I played a “Getting to know you” game, We’re Not Really Strangers, with one other friend. Although the game says that it can be played with up to six players, the official website does say that they created this game initially to be played with 2 people. The game is recommended for people of fifteen years and older, and was created by Koreen Odiney, who is also a model and artist (which the game design seems to reflect, with its appealing and modern aesthetics.)
In terms of mechanics, the game is simple— players take turns drawing cards from the first level, and take turns answering them (e.g. Player A draws first, reads the question, and Player B answers. Then, Player B draws, and Player A answers the drawn question.) After a minimum of fifteen cards drawn, the players can advance to the next level. There are three levels total, with varying levels of intimacy (the first level having “perception” questions— how you might perceive each other, the second level being “connection” questions— deeply personal questions, with the third level being “reflection” questions— what you’ve learned about yourselves and each other.) Players also get a “Dig Deeper” card that can be used once per level when you think the other player is holding back. Wild Cards (which are prompts that players have to follow) are also in the deck. There’s also a notepad included, for writing a message to the other person at the end of the game, which you don’t open until you both leave the space.
Although I was already pretty self-aware of my own communication and decision-making style (a bit reluctant to share my thoughts sometimes, and indecisive), playing this game certainly highlighted these elements. For example, although there wasn’t necessarily a decision to be made when answering these questions, my mind often went blank, or I often wasn’t sure what the best or most accurate answer was, since the questions really demanded one answer, and many of them were superlative questions. Thus, I was most stumped by Level 2 questions— I actually found that Level 3 questions (which prompted reflection) were much easier to answer, as they were actually much more abstract.
Additionally, especially since the Level 2 questions were quite personal and, at times, a bit prying or were awkwardly phrased or somewhat cliché, I often felt quite awkward answering. My friend, the other player— who is more outgoing of a person than I am— at first, ignored the “Dig Deeper” card and simply asked me for more details on almost every other question. The mechanics of the game, I think, also highlighted their personality in this way; they seemed much more bold and willing to share— or at least, weren’t as uncomfortable asking or answering the questions. I generally felt more comfortable when the question was about the other person— for example, “Who do I remind you of?” or “What was your first impression of me?” This pattern might be reversed for strangers, however; questions of how a player perceives a stranger might be both much more difficult to answer, or more awkward. Players might also be more reserved around strangers, out of fear of offending them. Perhaps this game addresses these norms and targets both friends and strangers by creating a mix of self-directed and partner-directed questions.
In terms of social norms, indeed, We’re Not Really Strangers seems to directly challenge the norm of not prying into people’s personal lives, which arises in most social situations, although on varying levels.

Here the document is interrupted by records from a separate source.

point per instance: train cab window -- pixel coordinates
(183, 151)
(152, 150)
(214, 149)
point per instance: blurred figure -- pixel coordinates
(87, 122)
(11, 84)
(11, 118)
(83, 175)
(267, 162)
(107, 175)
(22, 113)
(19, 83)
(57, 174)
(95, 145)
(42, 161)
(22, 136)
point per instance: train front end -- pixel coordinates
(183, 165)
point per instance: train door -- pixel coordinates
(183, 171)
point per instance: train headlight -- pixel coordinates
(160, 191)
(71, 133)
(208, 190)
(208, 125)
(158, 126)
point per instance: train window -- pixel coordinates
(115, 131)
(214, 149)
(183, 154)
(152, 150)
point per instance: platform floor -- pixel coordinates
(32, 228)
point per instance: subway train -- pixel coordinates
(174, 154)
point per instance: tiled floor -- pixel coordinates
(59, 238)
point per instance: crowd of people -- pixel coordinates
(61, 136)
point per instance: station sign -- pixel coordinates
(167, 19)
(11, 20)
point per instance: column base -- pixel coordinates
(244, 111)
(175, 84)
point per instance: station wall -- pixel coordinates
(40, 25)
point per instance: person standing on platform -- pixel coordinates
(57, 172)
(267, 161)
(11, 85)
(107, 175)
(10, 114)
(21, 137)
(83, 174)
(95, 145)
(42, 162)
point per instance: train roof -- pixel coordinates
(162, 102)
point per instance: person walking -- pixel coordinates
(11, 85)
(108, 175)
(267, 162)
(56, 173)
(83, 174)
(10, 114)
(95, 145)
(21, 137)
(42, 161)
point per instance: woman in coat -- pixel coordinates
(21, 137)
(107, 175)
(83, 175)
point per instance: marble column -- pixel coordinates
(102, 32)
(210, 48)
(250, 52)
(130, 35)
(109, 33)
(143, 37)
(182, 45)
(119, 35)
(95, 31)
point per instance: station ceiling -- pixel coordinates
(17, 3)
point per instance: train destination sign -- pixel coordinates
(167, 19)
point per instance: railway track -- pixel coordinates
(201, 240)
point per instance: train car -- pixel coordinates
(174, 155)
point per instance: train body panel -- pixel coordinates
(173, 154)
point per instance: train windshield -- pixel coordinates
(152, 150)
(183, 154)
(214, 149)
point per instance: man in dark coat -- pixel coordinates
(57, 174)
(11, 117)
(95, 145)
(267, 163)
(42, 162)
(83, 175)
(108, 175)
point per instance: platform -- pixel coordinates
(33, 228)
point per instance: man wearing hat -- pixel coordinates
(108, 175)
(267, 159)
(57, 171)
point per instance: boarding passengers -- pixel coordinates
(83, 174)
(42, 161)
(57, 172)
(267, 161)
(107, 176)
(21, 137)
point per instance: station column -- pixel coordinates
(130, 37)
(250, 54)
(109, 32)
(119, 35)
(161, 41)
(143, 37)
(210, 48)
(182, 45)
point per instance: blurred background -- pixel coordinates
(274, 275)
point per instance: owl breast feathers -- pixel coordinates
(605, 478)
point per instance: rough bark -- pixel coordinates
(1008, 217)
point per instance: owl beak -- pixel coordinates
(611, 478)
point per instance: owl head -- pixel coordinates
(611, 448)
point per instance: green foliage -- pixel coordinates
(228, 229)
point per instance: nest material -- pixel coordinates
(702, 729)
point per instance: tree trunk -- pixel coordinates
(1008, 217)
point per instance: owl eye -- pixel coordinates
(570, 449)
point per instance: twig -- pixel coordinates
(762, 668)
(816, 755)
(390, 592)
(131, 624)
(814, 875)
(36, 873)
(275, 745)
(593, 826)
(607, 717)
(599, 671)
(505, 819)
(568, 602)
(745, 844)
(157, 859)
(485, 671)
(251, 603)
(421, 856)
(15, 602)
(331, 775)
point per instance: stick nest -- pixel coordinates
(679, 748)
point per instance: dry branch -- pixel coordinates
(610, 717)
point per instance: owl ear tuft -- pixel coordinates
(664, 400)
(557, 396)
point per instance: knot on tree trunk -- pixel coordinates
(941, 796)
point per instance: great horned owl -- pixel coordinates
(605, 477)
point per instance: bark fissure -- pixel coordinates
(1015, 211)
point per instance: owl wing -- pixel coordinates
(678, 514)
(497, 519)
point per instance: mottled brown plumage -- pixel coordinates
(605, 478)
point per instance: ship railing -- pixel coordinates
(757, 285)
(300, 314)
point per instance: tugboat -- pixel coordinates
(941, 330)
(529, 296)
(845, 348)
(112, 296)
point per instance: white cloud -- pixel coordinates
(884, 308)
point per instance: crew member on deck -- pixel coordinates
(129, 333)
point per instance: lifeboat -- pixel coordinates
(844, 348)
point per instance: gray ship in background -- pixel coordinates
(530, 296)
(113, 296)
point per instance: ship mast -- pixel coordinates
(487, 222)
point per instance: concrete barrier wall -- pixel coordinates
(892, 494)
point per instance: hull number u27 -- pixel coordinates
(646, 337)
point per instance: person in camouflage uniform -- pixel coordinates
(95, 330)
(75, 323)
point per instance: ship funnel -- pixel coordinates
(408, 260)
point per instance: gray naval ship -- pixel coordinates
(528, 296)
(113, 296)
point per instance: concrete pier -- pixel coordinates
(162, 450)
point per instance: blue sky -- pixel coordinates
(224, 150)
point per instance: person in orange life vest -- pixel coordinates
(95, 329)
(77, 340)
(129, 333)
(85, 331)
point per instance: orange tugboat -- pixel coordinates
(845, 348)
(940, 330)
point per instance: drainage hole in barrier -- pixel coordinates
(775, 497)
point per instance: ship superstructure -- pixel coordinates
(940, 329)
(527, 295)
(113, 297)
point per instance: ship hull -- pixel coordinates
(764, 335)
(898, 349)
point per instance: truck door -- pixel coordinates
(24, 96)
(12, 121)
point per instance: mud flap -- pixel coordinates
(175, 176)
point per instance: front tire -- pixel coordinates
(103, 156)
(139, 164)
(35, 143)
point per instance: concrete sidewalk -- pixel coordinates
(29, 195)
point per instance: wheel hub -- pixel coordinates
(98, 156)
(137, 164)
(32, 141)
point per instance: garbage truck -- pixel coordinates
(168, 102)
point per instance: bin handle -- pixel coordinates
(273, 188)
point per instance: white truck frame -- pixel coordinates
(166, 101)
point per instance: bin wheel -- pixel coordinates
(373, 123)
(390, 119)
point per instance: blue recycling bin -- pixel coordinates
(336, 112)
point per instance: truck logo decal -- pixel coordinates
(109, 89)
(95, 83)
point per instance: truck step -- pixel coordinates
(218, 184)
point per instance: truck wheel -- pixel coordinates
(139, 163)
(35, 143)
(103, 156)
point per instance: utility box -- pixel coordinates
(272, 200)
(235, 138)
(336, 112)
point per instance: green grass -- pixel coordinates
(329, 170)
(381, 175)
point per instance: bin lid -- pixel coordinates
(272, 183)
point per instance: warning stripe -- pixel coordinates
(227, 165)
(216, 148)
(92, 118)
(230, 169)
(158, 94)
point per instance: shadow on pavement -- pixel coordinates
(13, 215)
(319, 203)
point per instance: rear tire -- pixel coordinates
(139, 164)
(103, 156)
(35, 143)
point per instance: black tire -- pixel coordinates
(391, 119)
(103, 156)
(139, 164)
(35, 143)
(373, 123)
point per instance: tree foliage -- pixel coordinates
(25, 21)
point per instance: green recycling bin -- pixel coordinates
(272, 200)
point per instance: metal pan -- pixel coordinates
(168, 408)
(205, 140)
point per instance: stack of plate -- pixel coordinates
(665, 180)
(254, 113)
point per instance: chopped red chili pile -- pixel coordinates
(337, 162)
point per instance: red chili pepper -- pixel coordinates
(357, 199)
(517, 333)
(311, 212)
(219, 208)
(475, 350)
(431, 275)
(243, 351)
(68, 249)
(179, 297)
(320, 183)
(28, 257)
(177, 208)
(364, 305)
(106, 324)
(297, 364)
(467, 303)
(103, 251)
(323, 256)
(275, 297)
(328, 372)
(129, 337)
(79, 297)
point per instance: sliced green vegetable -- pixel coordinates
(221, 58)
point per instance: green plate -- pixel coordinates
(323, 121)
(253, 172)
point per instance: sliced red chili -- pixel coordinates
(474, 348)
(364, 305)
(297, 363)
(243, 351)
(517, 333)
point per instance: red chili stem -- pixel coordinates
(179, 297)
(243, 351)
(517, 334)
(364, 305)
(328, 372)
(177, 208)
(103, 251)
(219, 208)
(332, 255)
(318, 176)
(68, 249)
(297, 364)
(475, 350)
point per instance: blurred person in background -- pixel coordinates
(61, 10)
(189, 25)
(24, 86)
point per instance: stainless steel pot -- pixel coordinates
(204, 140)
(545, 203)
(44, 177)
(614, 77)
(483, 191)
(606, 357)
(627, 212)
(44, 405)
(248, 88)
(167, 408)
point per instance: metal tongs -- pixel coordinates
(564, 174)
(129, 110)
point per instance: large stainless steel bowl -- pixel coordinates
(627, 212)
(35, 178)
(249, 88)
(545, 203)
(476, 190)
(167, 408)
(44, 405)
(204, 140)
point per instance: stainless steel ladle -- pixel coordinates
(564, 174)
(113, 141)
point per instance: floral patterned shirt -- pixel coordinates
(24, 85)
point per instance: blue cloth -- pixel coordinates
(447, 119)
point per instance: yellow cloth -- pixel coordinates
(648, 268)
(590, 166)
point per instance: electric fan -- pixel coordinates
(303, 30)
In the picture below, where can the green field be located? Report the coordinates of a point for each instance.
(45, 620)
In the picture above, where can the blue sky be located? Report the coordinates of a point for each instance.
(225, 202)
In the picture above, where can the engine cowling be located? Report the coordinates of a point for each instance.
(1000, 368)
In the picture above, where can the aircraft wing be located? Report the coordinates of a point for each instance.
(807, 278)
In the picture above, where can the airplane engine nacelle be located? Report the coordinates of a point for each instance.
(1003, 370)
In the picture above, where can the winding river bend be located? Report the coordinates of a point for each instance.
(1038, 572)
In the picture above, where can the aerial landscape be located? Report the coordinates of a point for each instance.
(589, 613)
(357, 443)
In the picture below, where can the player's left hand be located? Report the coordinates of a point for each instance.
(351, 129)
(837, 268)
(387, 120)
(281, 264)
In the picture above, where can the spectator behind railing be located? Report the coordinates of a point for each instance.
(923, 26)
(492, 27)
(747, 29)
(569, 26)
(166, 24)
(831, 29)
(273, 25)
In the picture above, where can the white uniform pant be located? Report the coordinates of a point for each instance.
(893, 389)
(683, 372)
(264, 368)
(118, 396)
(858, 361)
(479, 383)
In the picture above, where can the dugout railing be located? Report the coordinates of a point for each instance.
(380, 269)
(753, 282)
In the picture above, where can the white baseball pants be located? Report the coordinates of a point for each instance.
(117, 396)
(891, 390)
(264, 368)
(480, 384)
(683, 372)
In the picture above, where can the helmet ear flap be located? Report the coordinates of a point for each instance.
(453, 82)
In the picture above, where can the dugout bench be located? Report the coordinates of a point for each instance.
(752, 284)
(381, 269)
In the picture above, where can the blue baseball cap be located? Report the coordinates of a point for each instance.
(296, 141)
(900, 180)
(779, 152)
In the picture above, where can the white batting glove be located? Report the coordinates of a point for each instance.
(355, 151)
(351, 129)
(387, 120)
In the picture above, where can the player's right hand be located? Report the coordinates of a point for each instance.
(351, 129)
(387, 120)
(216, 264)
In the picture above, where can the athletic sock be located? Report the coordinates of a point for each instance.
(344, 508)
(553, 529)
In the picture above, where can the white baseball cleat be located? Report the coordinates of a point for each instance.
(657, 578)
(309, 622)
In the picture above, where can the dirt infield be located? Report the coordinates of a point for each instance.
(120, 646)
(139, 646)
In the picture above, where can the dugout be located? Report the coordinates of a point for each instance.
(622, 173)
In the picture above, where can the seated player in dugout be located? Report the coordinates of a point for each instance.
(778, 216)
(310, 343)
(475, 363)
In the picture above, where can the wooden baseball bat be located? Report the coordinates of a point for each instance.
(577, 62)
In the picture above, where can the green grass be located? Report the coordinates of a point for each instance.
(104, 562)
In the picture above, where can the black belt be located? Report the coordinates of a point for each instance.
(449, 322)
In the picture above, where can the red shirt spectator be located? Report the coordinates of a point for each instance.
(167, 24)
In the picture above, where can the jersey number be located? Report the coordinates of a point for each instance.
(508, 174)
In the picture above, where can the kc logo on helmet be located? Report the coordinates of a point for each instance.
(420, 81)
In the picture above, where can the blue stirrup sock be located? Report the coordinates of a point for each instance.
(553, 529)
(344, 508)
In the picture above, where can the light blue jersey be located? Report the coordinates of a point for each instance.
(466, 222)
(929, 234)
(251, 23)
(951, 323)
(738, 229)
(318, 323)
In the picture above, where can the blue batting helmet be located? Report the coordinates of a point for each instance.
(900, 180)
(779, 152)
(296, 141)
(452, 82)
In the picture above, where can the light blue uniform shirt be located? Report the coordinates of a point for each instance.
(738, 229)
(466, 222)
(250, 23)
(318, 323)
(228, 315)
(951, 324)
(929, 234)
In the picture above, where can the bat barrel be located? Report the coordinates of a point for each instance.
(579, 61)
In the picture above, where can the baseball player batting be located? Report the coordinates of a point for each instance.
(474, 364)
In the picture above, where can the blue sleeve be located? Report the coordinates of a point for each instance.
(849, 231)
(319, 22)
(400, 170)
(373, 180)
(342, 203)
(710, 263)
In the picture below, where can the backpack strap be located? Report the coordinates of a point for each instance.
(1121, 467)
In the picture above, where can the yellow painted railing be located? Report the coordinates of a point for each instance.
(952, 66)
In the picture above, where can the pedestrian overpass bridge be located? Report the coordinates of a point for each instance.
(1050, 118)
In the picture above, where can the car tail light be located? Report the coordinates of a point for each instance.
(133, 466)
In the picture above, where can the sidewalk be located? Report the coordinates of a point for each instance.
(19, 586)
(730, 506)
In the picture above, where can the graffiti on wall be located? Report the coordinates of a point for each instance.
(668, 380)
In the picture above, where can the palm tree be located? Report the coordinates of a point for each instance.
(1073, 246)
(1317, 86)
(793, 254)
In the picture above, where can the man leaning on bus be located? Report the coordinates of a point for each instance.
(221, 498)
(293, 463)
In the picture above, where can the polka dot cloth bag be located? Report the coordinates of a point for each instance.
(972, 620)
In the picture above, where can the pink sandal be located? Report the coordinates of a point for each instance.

For instance, it is true that “it might be appropriate to ask a close friend about their home or family life, but not a new acquaintance.” Additionally, if I see that a friend looks sad, I would ask them what’s wrong, whereas I might (unfortunately) not approach a stranger just because they look sad; the norm might be to mind your own business. However, in the case of We’re Not Really Strangers, it seems that some of these questions I would not naturally ask a close friend in a normal situation, either. They either seem weirdly prying, even past the level of “prying” that one might do with a close friend, and sometimes also oddly cliché. Thus, I wondered if I actually would’ve been more comfortable playing with a complete stranger, since I think the stakes would be lower. With a friend, because they already know me, I actually think I would feel more self-conscious being completely honest than if I had played with a stranger.
I do, however, think that some cultures, especially those with less emphasis on privacy and value openness might work better with We’re Not Really Strangers. Interestingly enough, I wonder if my mom and her friends and acquaintances might enjoy playing this game. She always tells me that Chinese people tend to be more honest and open about certain things (but to what extent, and about what things?)
On the other hand, certain groups of people might certainly work poorly with games such as We’re Not Really Strangers— for example, those that have experienced trauma, had a history of bad relationships, or even those with uncertain identities might feel cornered with some of these questions. In terms of broader ethical concerns, some of the questions might even be triggering to some people. For example, a question like “Are you lying to yourself about anything?” or “What’s the worst pain you have ever been in that wasn’t physical?” might lead to recalling unwanted trauma. I then wonder how the “magic circle” of We’re Not Really Strangers might be redesigned to address some of these concerns, like how lying is unethical in real life, but is standard and accepted in deception games.